Жестоко конфликтовавшая с ней Александра Львовна о последних мгновениях матери повествует в приличествующем трагическому событию тоне, как о смерти истинной христианки: «Она кротко, необычайно терпеливо переносила страдания.

„Саша, милая, прости меня. Я не знаю, что со мной было… Я любила его всегда. Мы оба, всю жизнь были верны друг другу…“

„Прости и ты меня, — я очень виновата перед тобой“, — сквозь слезы говорила я ей…

У нее сделался отек легких, она задыхалась. Умерла она спокойно, исповедовалась, причастилась. Я закрыла ей глаза».

Так или почти так, вероятно, и было. Вот только закрыв матери глаза, Александра Львовна ничего не забыла, о чем убедительно свидетельствуют многие страницы книги «Отец».

О кротости и смирении Софьи Андреевны перед кончиной пишет сдержанный обычно, скупой на эмоциональные излияния, неизменно правдивый во всем Сергей Львович. Вспоминала мать отношение к смерти Льва Николаевича, его произведения и бесчисленные устные и эпистолярные рассуждения: «Раз она сказала при мне: „Надо без горя уходить, как это делается у крестьян“. Она покорная и кроткая больная, не сердится и не раздражается». Всё время спрашивала: «Где Ванечкин портрет?» Умирающая призывала сыновей Льва и Михаила и уже давно ушедшую Машу.

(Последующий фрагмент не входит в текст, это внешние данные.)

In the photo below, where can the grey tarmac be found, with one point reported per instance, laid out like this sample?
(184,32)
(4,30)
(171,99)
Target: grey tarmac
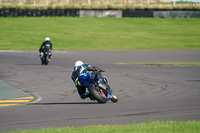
(146,93)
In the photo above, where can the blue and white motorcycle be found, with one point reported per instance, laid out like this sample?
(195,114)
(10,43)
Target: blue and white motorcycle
(98,90)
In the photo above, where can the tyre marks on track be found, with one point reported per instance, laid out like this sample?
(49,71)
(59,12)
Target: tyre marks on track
(15,101)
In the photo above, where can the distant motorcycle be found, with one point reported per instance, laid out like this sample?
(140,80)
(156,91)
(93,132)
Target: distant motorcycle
(45,57)
(99,90)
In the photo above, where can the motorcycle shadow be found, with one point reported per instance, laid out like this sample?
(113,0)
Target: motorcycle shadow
(68,103)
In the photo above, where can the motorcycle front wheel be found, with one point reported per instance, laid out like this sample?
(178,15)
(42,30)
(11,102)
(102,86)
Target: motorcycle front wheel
(114,98)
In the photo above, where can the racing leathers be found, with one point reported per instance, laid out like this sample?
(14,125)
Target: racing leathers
(79,70)
(41,50)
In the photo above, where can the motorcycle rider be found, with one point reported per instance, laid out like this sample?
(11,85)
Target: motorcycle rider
(79,69)
(41,50)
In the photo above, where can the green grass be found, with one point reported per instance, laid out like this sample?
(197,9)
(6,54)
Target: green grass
(161,63)
(68,33)
(151,127)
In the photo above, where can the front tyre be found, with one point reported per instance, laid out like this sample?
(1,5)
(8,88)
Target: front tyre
(99,96)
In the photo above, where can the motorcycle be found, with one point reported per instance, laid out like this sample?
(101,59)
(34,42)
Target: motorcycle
(98,90)
(45,55)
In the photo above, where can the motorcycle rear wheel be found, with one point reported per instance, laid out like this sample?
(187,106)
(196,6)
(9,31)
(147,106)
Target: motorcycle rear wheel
(96,95)
(114,98)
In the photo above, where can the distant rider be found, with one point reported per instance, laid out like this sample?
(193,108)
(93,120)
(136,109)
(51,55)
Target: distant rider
(41,50)
(79,69)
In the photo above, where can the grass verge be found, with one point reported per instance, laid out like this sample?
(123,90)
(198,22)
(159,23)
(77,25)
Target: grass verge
(68,33)
(150,127)
(161,63)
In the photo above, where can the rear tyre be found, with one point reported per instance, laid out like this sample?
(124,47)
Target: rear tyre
(96,95)
(114,98)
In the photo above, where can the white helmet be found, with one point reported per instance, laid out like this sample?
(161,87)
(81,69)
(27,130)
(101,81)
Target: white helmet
(47,39)
(78,63)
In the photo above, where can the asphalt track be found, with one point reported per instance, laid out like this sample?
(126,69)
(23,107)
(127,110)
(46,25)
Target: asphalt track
(145,93)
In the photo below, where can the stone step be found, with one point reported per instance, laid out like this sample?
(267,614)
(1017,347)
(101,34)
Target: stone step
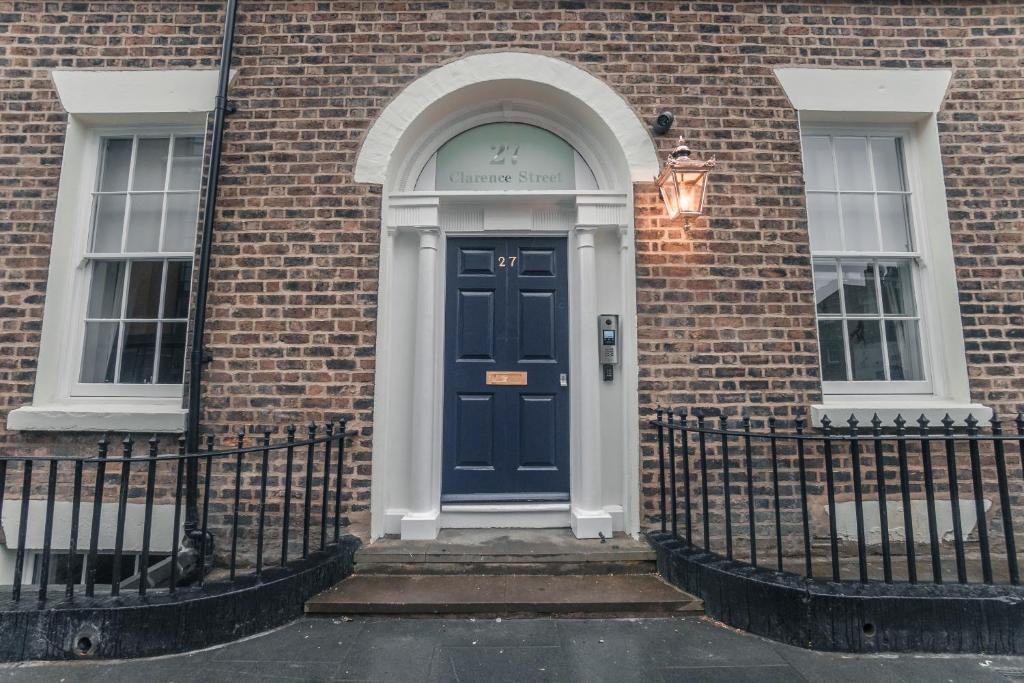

Покорность и смирение умирающей матери запомнились и Татьяне Львовне, полагающей, что с ней произошло «превращение», за которое Толстой «готов был пожертвовать своей славой». Татьяна Львовна здесь преувеличивает. Смирение и покорность, вне всякого сомнения, вегетарианство, видимо, тоже, но спокойствия не было, о чем пишет и любимая дочь: «Ее страшила мысль, что о ней будут писать и говорить, когда ее не станет, она боялась за свою репутацию. Вот почему она не пропускала случая оправдаться в своих словах и поступках».

Похоронили Софью Андреевну рядом с могилой Марии Львовны.

Хозяйкой, хотя и с сильно урезанными правами, Ясной Поляны стала Александра Львовна. Она остро переживала смерть отца, которому хотела посвятить свою жизнь. «Годы после смерти отца и до объявления войны были самыми тяжелыми в моей жизни, — признается младшая дочь Толстого. — При нем — у меня не было своей жизни, интересов. Всё серьезное, настоящее было связано с ним. И когда он ушел — осталась зияющая пустота, заполнить которую я не могла и не умела». Мучительно было это ощущение пустоты для деятельной, подвижной, властной и сильной натуры Александры Львовны. Неожиданным выходом из тупика явилась война, на которую она и пошла, разумеется, медсестрой, не нарушая тем самым пацифистских заветов отца. Война оказалась замечательной школой жизни для Александры Львовны, закалив характер и здоровье, в полной мере раскрыв ее организаторские способности. В Ясную она вернулась в звании полковника, с тремя георгиевскими медалями в декабре 1917 года.